Friday, March 4, 2016

Featured Photographer: Jack Sorokin


"I love to work with people and stories. Documentary photography is the perfect medium for doing so. During the protests I got to navigate the experience for myself as it was occurring. I was able to see it with my own eyes, not there someone else lens. It allowed me to bring my own perspective of the story.

  Being a photographer during the protests in Baltimore last spring was a profoundly life changing experience. As a resident of Baltimore at the time, living only a mile down the road from where much of the protesting occurred, I saw my own city and community change over night. It was compelled to take part in whatever way I could. I found my photographing and filming of the protests to be a natural and effective way for me to support the movement. I saw plenty of other photographers there from all the major news outlets, but they seemed to be interested in tragedy, fear, and destruction rather than the healing, compassion, and over-whelming sense of community happening.
  The news outlets were only showing the destruction. They would wait with their cameras off until a fight broke out or someone was yelling angrily. What I saw was a city that has been riddled with fear, violence and distrust (especially between races) all of the sudden come together and show an incredible amount of compassion and empathy for each other.
  Most people were perfectly fine being photographed. The protesters wanted to bring attention to the issues that caused the death of Freddie Gray and other social injustices occurring in our city. I think they were also aware that most of the country was seeing a very different picture from the news outlets than what we were seeing on the ground. They welcomed my point of view.

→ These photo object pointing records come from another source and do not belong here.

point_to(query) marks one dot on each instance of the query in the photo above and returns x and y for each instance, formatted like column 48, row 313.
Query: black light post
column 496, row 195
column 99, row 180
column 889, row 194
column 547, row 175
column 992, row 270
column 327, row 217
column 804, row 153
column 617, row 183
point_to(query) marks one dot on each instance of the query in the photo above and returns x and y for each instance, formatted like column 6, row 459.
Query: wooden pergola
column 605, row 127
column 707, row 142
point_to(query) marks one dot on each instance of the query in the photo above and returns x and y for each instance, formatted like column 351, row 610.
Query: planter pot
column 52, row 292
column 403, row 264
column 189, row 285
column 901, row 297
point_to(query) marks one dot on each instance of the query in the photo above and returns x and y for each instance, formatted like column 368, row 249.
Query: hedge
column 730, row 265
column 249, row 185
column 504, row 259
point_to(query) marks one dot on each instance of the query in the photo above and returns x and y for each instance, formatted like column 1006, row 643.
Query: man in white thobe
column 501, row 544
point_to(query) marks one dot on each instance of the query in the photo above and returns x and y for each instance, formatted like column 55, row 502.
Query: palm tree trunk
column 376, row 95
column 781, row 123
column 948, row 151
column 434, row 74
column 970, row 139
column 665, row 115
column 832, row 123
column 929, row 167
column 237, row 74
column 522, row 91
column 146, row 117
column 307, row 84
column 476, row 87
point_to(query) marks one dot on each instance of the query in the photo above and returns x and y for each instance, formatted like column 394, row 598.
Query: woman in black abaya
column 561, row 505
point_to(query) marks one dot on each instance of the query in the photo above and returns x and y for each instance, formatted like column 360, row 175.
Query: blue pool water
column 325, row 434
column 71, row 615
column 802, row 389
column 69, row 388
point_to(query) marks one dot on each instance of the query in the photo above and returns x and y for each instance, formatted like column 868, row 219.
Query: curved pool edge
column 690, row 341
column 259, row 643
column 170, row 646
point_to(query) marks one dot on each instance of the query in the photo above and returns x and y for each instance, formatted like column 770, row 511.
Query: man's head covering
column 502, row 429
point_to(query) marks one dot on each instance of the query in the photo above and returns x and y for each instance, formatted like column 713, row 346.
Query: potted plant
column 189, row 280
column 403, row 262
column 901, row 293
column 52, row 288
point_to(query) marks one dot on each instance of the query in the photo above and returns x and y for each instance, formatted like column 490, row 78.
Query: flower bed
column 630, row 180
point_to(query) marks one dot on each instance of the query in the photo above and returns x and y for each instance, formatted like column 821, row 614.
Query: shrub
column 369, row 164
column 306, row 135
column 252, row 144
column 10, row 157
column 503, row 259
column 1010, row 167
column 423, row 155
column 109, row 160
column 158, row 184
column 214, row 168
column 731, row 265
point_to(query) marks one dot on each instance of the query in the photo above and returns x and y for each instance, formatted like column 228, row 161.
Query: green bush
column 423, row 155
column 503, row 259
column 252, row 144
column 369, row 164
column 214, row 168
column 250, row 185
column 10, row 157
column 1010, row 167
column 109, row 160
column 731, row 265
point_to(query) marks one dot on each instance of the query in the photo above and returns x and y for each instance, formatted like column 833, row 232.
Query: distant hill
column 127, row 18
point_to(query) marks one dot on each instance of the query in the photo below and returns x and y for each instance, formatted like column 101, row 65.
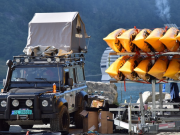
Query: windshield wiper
column 22, row 79
column 44, row 79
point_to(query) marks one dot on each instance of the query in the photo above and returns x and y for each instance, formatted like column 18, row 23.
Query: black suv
column 42, row 90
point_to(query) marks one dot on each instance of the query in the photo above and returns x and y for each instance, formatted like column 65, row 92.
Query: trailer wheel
column 61, row 123
column 4, row 126
column 26, row 126
column 78, row 119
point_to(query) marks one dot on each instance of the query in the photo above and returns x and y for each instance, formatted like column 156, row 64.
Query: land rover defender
column 42, row 90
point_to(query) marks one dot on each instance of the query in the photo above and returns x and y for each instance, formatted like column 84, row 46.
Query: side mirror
column 70, row 82
column 4, row 82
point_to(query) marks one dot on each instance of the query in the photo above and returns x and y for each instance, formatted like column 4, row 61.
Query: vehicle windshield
column 36, row 74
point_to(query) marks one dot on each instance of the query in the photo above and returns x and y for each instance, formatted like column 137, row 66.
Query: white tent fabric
column 57, row 29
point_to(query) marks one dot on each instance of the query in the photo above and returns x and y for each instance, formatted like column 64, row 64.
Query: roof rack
column 68, row 59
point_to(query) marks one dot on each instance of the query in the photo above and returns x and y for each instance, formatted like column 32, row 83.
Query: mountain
column 100, row 18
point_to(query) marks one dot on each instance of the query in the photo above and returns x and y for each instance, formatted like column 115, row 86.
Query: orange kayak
column 159, row 67
column 140, row 38
column 128, row 69
column 113, row 42
column 113, row 70
column 126, row 39
column 178, row 37
column 169, row 39
column 153, row 39
column 143, row 68
column 173, row 68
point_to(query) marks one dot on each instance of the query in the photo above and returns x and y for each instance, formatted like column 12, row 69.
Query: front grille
column 22, row 105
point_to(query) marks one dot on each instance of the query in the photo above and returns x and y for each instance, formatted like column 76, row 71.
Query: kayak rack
column 150, row 119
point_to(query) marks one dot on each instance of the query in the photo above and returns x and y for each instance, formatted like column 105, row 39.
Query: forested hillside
column 100, row 18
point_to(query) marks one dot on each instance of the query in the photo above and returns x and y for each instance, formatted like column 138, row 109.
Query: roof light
column 54, row 88
column 57, row 59
column 17, row 60
column 49, row 60
column 26, row 60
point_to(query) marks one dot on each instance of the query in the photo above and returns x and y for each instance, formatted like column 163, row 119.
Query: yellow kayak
column 173, row 68
column 153, row 39
column 113, row 70
column 169, row 39
column 139, row 40
column 143, row 68
column 178, row 37
column 113, row 42
column 159, row 68
column 128, row 69
column 126, row 39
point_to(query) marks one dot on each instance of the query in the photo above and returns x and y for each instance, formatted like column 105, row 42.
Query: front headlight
column 29, row 102
column 44, row 103
column 3, row 103
column 15, row 103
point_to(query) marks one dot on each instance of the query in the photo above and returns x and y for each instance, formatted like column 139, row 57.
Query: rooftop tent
column 63, row 30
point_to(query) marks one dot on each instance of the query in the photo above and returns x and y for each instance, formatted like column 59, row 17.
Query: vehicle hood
column 23, row 91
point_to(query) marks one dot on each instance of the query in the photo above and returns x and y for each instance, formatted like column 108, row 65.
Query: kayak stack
column 150, row 60
column 145, row 40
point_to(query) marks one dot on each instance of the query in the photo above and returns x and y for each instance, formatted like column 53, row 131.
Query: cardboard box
column 105, row 119
column 90, row 120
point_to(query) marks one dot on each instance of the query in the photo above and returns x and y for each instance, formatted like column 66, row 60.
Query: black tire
column 4, row 126
column 61, row 123
column 26, row 126
column 78, row 119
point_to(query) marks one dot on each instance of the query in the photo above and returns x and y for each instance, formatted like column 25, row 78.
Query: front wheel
column 4, row 126
column 61, row 123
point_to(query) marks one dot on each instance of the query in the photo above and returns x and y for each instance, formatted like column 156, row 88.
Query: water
column 133, row 90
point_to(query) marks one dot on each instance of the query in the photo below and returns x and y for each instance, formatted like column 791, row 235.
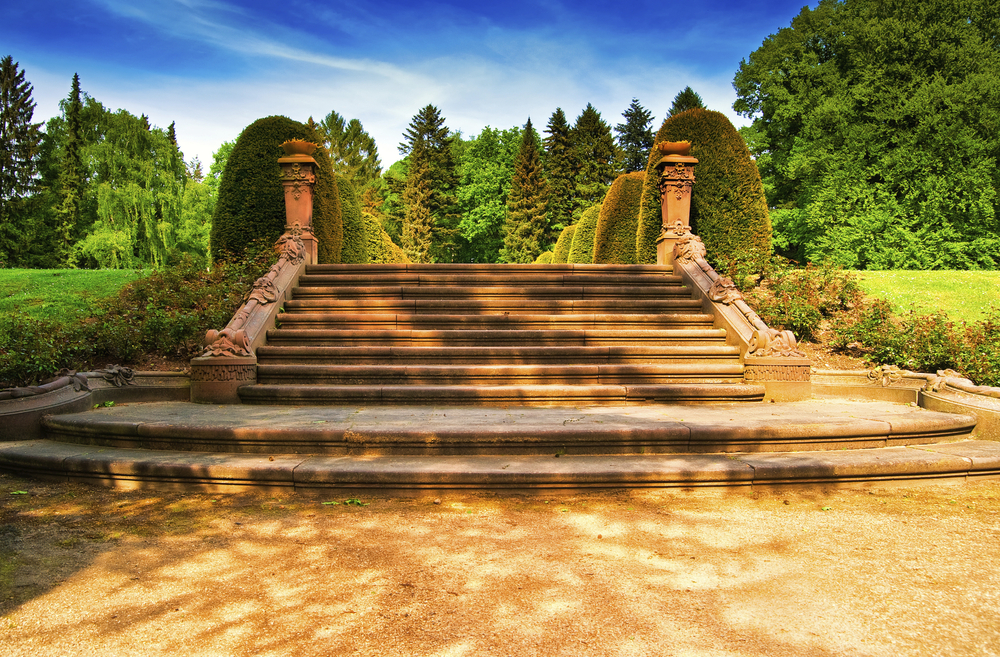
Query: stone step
column 500, row 395
column 564, row 338
column 494, row 355
column 506, row 321
column 728, row 371
column 661, row 281
column 482, row 293
column 367, row 431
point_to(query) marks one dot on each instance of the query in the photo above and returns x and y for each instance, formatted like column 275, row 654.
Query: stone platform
column 418, row 450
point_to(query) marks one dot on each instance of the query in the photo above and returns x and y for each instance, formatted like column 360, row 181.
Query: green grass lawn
column 962, row 295
column 60, row 295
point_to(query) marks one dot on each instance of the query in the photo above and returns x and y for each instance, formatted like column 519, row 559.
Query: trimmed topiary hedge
column 251, row 204
column 355, row 244
column 614, row 237
column 582, row 249
column 379, row 247
column 561, row 251
column 728, row 206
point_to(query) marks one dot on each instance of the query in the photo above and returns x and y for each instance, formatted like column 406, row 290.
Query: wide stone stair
column 495, row 335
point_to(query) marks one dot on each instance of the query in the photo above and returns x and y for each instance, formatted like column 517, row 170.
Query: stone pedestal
column 676, row 170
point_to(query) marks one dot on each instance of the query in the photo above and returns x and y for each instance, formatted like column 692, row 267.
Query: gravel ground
column 896, row 571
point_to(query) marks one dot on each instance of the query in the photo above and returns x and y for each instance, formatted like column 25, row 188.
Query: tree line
column 96, row 188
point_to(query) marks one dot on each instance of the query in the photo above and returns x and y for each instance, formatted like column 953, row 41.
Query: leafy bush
column 614, row 237
column 582, row 248
column 728, row 208
column 166, row 313
column 561, row 252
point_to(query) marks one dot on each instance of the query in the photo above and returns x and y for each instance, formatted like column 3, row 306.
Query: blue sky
column 214, row 66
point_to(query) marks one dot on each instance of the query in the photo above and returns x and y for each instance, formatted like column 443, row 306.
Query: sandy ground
column 899, row 571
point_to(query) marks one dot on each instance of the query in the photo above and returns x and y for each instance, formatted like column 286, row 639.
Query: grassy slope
column 962, row 295
column 60, row 295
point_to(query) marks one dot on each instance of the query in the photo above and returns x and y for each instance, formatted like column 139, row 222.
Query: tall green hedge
column 582, row 249
column 355, row 245
column 251, row 204
column 379, row 247
column 728, row 206
column 614, row 237
column 561, row 253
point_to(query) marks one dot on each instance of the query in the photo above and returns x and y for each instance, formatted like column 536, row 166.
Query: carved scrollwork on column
column 774, row 343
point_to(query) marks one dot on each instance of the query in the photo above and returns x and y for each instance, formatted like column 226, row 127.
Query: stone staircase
column 495, row 335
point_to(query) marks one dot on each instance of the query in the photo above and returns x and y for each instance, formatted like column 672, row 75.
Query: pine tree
column 560, row 172
column 71, row 177
column 427, row 128
column 418, row 222
column 635, row 137
column 685, row 100
column 526, row 226
column 595, row 151
column 19, row 146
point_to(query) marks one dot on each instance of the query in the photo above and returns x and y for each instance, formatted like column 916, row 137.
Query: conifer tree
column 418, row 221
column 71, row 177
column 19, row 145
column 560, row 172
column 595, row 152
column 526, row 226
column 635, row 137
column 686, row 99
column 427, row 128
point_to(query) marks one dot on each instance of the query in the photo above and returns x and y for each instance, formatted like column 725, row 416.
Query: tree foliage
column 728, row 208
column 635, row 137
column 685, row 99
column 595, row 154
column 20, row 141
column 527, row 224
column 878, row 132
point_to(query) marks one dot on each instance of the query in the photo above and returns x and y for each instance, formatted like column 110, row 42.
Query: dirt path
column 87, row 571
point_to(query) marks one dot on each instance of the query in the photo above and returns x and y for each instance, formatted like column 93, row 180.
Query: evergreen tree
column 595, row 152
column 352, row 150
column 418, row 221
column 71, row 177
column 635, row 137
column 20, row 140
column 526, row 226
column 560, row 172
column 685, row 100
column 427, row 129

  During the day the protesting was very heated and intense, but largely peaceful. At night most people left because we all knew that at night people who wanted to incite more violence and chaos would be likely to start something. I did however document a small protest on my own block one night. Some local musicians who lived a few houses down from me started playing outside and asking people to join around as the curfew set in. Eventually over 50 people were outside dancing in the street. The message was “Don’t be afraid to come outside.” It was a powerful message because before all this happened my block was not much of a neighborhood. It was always empty, I knew none of my neighbors, and I had been mugged there only a few weeks before. It didn’t feel like a community. After this little protest on our block we all knew each other, and we felt empowered together.

  For me, the most important part of photographing the protests is the portraits. I love the image of the young man yelling into the microphone, his fierce passion embodies the earnest frustration a lot of people were crying out about. At the end of the day I hope the number of people arrested, cars burned or buildings looted doesn’t represent these events… It is the people involved that embody this movement."